TensorFlow 2.0과 ANN을 이용한 MNIST 숫자분류기 구현 2021.10.15

TensorFlow 2.0과 ANN을 이용한 MNIST 숫자분류기 구현

RIMIIT 2021. 10. 15. 23:11

2021. 10. 15. 23:11

2021.10.15 - [Study/Deep Learning] - TensorFlow 2.0과 Softmax Regression을 이용한 MNIST 숫자분류기 구현

TensorFlow 2.0과 Softmax Regression을 이용한 MNIST 숫자분류기 구현

<가설 정의> 1. MNIST 데이터를 불러와 학습하기 적합한 형태로 변형 # -*- coding: utf-8 -*- import tensorflow as tf # MNIST 데이터를 다운로드 (x_train, y_train), (x_test, y_test) = tf.keras.datasets.mn..

these-dayss.tistory.com

이전 글을 참고하면 이해가 잘 갈 것이다.

# -*- coding: utf-8 -*-
# 텐서플로우를 이용한 ANN(Artificial Neural Networks) 구현 - Keras API를 이용한 구현

import tensorflow as tf

# MNIST 데이터를 다운로드 
(x_train, y_train), (x_test, y_test) = tf.keras.datasets.mnist.load_data()
# 이미지들을 float32 데이터 타입으로 변경
x_train, x_test = x_train.astype('float32'), x_test.astype('float32')
# 28*28 형태의 이미지를 784차원으로 flattening 함
x_train, x_test = x_train.reshape([-1, 784]), x_test.reshape([-1, 784])
# [0, 255] 사이의 값을 [0, 1]사이의 값으로 Normalize 함
x_train, x_test = x_train / 255., x_test / 255.
# 레이블 데이터에 one-hot encoding을 적용
y_train, y_test = tf.one_hot(y_train, depth=10), tf.one_hot(y_test, depth=10)

# 학습을 위한 설정값들을 정의
learning_rate = 0.001
num_epochs = 30     # 학습횟수
batch_size = 256    # 배치개수
display_step = 1    # 손실함수 출력 주기
input_size = 784    # 28 * 28
hidden1_size = 256
hidden2_size = 256
output_size = 10

# tf.data API를 이용해서 데이터를 섞고 batch 형태로 가져옴
train_data = tf.data.Dataset.from_tensor_slices((x_train, y_train))
train_data = train_data.shuffle(60000).batch(batch_size) # 한번 epoch가 끝날 때마다 셔플(섞어줌)

# 초기 W값과 b 값을 초기화
def random_normal_intializer_with_stddev_1():
  return tf.keras.initializers.RandomNormal(mean=0.0, stddev=1.0, seed=None)

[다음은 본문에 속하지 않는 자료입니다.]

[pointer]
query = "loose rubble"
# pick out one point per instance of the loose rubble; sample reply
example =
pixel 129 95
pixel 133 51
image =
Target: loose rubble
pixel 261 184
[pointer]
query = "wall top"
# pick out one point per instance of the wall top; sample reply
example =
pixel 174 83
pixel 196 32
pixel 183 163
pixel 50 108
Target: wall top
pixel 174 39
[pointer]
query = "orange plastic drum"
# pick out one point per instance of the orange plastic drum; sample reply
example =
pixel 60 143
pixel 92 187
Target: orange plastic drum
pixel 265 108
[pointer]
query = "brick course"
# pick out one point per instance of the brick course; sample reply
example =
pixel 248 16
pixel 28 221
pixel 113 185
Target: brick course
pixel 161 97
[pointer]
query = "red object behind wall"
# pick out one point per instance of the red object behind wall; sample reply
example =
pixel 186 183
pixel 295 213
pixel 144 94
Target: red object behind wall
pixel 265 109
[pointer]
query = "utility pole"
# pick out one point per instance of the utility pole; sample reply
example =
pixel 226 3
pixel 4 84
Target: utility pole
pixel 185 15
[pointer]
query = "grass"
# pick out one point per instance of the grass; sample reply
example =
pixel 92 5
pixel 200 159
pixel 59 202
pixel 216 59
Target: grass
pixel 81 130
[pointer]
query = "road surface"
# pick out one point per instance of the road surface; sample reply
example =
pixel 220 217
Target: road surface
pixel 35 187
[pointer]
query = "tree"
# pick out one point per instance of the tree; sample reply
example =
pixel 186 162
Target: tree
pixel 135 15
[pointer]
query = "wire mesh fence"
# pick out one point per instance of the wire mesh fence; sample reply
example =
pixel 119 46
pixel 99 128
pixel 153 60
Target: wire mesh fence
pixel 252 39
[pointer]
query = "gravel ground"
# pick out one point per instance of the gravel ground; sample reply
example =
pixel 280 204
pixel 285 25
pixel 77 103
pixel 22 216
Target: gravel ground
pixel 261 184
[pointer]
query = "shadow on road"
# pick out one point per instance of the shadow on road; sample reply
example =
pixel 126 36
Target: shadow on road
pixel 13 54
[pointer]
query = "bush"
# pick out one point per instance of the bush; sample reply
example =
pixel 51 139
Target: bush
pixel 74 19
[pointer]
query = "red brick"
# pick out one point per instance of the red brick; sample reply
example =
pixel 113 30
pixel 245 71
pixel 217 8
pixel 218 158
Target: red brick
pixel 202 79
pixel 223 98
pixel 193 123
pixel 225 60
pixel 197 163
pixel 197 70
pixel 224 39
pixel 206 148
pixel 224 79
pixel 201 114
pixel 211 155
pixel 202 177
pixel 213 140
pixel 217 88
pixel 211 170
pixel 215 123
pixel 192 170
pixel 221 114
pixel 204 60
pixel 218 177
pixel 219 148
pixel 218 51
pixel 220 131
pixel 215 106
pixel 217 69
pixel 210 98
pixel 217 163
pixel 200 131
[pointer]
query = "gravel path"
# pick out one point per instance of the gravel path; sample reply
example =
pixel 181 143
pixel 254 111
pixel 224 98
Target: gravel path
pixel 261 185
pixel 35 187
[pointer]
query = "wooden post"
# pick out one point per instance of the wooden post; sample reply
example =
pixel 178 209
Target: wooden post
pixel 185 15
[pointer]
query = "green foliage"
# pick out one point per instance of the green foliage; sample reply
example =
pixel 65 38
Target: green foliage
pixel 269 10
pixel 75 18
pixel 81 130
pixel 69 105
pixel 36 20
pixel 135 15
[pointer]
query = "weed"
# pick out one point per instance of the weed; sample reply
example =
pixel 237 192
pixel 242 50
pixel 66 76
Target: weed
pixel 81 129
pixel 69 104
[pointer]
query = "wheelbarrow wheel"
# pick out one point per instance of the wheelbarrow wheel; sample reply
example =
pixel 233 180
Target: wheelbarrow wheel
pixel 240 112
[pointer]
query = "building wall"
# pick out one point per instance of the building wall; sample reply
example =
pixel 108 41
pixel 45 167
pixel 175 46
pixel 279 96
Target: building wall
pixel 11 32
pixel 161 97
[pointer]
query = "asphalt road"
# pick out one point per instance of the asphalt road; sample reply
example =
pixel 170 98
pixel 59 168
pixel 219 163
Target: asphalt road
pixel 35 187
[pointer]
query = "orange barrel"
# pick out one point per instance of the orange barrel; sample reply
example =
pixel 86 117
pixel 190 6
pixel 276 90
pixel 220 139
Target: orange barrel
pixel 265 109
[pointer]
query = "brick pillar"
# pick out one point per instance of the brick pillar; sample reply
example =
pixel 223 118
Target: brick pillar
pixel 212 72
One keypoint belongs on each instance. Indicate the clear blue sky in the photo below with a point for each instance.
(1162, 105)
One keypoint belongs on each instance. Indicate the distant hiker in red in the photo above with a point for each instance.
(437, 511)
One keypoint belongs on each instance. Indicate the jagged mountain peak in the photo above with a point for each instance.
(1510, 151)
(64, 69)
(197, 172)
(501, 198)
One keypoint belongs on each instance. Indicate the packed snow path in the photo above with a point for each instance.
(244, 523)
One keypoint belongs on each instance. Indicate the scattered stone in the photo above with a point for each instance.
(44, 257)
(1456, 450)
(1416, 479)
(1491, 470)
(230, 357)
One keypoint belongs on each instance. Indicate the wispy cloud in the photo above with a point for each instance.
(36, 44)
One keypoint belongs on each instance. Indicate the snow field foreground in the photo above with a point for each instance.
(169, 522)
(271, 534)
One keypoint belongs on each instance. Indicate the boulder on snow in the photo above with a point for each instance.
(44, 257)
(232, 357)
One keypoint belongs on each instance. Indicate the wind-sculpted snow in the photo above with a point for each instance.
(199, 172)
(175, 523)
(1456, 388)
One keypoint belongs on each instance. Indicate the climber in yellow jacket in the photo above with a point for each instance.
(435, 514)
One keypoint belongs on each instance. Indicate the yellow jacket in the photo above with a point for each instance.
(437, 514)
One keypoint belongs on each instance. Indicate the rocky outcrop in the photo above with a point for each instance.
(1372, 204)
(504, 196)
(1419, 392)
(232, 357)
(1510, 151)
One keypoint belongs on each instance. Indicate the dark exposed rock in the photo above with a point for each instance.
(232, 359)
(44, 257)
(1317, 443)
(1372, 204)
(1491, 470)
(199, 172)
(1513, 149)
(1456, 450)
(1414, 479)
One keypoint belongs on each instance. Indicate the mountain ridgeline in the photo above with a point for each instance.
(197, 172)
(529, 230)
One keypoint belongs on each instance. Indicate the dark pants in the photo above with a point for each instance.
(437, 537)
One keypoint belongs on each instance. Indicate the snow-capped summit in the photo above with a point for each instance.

# tf.keras.Model을 이용해서 ANN 모델을 정의
class ANN(tf.keras.Model):
  def __init__(self):
    super(ANN, self).__init__()
    self.hidden_layer_1 = tf.keras.layers.Dense(hidden1_size,
                                                activation='relu',
                                                kernel_initializer=random_normal_intializer_with_stddev_1(),
                                                bias_initializer=random_normal_intializer_with_stddev_1())
    self.hidden_layer_2 = tf.keras.layers.Dense(hidden2_size,
                                                activation='relu',
                                                kernel_initializer=random_normal_intializer_with_stddev_1(),
                                                bias_initializer=random_normal_intializer_with_stddev_1())
    self.output_layer = tf.keras.layers.Dense(output_size,
                                              activation=None,
                                              kernel_initializer=random_normal_intializer_with_stddev_1(),
                                              bias_initializer=random_normal_intializer_with_stddev_1())

  def call(self, x):
    H1_output = self.hidden_layer_1(x)
    H2_output = self.hidden_layer_2(H1_output)
    logits = self.output_layer(H2_output)

    return logits

# cross-entropy 손실 함수를 정의
@tf.function
def cross_entropy_loss(logits, y):
  return tf.reduce_mean(tf.nn.softmax_cross_entropy_with_logits(logits=logits, labels=y))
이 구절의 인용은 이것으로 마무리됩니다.